According to GM, the increase is due to higher costs from restructuring, and its enormous pension liabilities. Its plans to cut 30,000 jobs over the next three years and close several factories may not be enough, and even they have had their price tag rewritten in the wrong direction: up by $300million to $1.7billion.
Rather than abating, the troubling news has mounted for GM following the bankruptcy of car parts supplier Delphi last year. GM is liable for the pension and healthcare costs of Delphi’s former workers. Revising its estimate of exposure to Delphi-related costs upwards to $5.5billion before tax, GM said that liability could exceed $12billion.
Whether the measures taken by GM so far - negotiating with the powerful United Auto Workers union, whose contract with the firm ends in 2007, capping the healthcare benefits of retirees, cutting pay for its directors and halving the dividend – will be sufficient to see GM survive, let alone thrive, remains to be seen.
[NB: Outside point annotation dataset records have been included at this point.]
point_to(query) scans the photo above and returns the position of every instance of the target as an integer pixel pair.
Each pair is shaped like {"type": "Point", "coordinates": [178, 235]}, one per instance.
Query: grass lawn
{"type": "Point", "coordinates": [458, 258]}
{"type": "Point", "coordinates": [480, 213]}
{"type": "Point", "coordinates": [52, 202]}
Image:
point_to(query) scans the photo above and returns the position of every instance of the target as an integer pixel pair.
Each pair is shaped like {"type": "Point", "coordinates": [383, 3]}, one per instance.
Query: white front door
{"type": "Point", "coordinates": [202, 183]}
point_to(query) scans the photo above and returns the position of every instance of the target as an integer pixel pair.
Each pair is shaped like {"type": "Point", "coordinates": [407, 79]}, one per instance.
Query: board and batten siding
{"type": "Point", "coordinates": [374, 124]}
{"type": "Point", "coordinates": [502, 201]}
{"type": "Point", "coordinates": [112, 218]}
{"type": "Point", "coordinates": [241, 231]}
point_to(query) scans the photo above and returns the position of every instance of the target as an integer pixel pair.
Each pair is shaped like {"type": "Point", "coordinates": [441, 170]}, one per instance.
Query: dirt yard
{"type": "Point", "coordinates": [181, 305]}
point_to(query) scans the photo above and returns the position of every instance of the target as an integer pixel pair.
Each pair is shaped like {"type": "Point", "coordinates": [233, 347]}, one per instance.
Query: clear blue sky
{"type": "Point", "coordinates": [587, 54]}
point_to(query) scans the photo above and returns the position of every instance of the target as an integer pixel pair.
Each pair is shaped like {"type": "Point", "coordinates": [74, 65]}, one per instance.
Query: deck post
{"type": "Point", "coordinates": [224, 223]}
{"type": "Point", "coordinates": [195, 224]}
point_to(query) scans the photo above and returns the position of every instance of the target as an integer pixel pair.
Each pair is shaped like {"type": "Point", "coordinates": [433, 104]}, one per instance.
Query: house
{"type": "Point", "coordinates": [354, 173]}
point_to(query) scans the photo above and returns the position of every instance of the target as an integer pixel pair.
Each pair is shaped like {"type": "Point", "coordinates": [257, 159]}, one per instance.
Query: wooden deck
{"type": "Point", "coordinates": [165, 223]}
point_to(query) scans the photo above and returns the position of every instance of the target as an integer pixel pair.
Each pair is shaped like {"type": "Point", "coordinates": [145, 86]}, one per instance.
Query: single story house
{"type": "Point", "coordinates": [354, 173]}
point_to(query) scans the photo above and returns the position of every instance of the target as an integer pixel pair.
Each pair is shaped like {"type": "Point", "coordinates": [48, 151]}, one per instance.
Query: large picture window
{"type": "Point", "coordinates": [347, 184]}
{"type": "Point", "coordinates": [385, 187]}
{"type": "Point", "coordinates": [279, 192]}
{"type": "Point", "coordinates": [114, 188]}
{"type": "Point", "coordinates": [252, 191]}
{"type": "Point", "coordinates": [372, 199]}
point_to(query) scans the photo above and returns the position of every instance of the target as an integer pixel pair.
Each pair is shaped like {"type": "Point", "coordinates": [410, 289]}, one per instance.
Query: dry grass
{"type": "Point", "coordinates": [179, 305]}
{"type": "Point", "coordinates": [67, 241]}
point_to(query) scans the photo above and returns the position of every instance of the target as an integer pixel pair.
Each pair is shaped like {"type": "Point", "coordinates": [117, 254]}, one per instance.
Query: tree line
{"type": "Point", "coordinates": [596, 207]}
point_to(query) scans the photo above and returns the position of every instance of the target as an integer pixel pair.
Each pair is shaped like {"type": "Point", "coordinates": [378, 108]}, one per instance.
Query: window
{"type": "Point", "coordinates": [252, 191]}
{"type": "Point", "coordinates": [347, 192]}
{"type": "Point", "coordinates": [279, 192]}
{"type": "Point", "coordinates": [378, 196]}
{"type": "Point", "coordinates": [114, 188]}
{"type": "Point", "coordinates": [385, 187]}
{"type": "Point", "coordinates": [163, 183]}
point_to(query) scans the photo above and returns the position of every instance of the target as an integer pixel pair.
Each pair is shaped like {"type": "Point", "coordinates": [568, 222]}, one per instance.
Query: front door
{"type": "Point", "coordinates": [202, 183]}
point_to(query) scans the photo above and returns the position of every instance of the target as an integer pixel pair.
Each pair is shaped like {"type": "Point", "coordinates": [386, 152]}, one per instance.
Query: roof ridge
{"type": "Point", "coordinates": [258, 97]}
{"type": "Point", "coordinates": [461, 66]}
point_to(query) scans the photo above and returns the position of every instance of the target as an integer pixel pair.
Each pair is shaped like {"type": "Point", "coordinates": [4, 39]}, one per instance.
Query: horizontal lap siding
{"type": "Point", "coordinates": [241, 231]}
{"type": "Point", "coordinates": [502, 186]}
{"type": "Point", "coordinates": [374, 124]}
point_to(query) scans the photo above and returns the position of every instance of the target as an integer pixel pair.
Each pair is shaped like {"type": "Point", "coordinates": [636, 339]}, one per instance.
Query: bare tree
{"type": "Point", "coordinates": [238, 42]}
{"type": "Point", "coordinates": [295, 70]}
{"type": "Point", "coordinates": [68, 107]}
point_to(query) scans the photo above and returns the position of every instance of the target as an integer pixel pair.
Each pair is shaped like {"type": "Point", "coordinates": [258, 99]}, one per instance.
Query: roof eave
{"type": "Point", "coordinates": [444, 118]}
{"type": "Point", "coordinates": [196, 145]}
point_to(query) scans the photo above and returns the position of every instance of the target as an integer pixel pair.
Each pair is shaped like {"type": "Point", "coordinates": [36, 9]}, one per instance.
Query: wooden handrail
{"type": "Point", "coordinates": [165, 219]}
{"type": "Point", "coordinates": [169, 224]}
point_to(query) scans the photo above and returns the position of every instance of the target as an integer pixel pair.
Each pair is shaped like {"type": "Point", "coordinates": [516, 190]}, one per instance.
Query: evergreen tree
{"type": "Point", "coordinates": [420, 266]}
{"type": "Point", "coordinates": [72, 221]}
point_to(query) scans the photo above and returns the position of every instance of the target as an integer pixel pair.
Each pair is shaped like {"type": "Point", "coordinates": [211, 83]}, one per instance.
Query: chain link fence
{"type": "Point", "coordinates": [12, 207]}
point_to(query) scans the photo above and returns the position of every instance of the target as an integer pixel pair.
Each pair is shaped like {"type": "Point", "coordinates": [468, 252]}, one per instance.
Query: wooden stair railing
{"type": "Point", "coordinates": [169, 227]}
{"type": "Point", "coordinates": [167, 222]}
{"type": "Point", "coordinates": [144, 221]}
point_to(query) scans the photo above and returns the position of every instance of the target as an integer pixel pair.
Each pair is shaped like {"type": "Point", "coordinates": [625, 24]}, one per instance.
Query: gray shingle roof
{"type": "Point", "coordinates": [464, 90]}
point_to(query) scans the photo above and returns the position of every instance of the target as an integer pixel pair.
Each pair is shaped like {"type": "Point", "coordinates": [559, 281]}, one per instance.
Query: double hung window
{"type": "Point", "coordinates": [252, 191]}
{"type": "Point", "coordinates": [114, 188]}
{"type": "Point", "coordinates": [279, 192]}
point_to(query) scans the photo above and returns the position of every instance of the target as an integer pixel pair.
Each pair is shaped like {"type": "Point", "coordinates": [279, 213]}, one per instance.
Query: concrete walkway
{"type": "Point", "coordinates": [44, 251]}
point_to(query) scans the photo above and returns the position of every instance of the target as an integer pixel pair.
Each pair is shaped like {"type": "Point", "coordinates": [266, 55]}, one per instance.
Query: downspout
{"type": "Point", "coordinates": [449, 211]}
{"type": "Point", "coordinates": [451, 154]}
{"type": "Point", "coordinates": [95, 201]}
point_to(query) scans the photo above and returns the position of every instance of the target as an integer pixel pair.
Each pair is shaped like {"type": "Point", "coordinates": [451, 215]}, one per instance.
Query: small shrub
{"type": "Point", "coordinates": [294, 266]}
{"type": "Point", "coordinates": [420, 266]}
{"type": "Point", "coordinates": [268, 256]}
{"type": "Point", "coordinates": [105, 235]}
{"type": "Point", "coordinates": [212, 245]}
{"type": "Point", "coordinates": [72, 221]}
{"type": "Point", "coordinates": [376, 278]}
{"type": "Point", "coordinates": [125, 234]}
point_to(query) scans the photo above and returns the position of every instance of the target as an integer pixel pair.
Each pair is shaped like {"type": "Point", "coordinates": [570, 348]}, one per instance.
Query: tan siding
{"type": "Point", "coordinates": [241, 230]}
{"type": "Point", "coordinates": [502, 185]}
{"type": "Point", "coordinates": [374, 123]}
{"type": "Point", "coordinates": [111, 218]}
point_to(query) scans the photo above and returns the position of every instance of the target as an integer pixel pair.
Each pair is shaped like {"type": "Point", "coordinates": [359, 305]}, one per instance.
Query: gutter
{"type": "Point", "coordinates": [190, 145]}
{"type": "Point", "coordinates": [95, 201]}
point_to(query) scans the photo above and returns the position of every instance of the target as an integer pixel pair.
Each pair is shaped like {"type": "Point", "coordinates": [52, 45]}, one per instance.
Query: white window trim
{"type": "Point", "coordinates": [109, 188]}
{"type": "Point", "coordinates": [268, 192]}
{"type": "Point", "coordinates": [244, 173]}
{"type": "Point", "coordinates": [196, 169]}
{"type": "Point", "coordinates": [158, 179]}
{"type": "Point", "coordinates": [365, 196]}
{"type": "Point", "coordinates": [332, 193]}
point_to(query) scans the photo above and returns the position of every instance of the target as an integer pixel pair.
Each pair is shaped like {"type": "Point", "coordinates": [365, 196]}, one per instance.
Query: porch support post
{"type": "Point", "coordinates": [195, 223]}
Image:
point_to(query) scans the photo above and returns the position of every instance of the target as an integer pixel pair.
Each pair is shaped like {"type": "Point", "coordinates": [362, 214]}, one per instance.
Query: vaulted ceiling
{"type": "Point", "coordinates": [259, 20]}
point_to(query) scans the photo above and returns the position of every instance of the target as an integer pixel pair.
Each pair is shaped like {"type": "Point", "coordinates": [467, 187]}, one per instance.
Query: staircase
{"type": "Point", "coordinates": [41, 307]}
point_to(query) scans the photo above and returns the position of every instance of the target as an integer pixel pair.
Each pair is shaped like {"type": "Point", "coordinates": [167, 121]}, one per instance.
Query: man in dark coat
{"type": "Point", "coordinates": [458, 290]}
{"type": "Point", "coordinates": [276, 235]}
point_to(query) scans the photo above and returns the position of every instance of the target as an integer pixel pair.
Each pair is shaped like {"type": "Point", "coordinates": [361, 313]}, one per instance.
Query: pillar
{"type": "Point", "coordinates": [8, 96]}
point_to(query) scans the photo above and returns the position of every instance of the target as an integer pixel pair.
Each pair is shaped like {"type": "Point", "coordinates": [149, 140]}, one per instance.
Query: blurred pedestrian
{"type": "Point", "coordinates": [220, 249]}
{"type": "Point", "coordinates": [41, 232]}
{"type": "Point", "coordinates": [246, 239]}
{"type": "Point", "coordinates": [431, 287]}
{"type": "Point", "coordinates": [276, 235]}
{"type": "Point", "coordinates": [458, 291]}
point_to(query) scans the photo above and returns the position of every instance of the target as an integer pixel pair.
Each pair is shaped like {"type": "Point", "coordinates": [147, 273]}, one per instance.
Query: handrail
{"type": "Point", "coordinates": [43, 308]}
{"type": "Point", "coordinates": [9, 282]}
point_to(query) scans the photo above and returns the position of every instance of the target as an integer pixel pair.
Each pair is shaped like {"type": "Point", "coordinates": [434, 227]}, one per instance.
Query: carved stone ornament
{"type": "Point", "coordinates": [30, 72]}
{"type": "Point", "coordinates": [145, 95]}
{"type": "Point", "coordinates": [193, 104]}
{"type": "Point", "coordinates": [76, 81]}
The manufacturer has failed to adapt its products to the changing US market. Whilst Toyota managed to sell over 150,000 hybrids in the US last year, GM’s range remains centred on large trucks, 4x4s and other models that guzzle petrol. Pump prices have remained at more than $3 a barrel in the US, the General’s sales decreases by just over 10 per cent in 2005. Ford’s sales declined by 8.7 per cent.
Nevertheless, GM sold 9.2million cars and trucks in 2005, its highest total since 1978, and became the largest carmaker in China whilst turning a profit in Europe.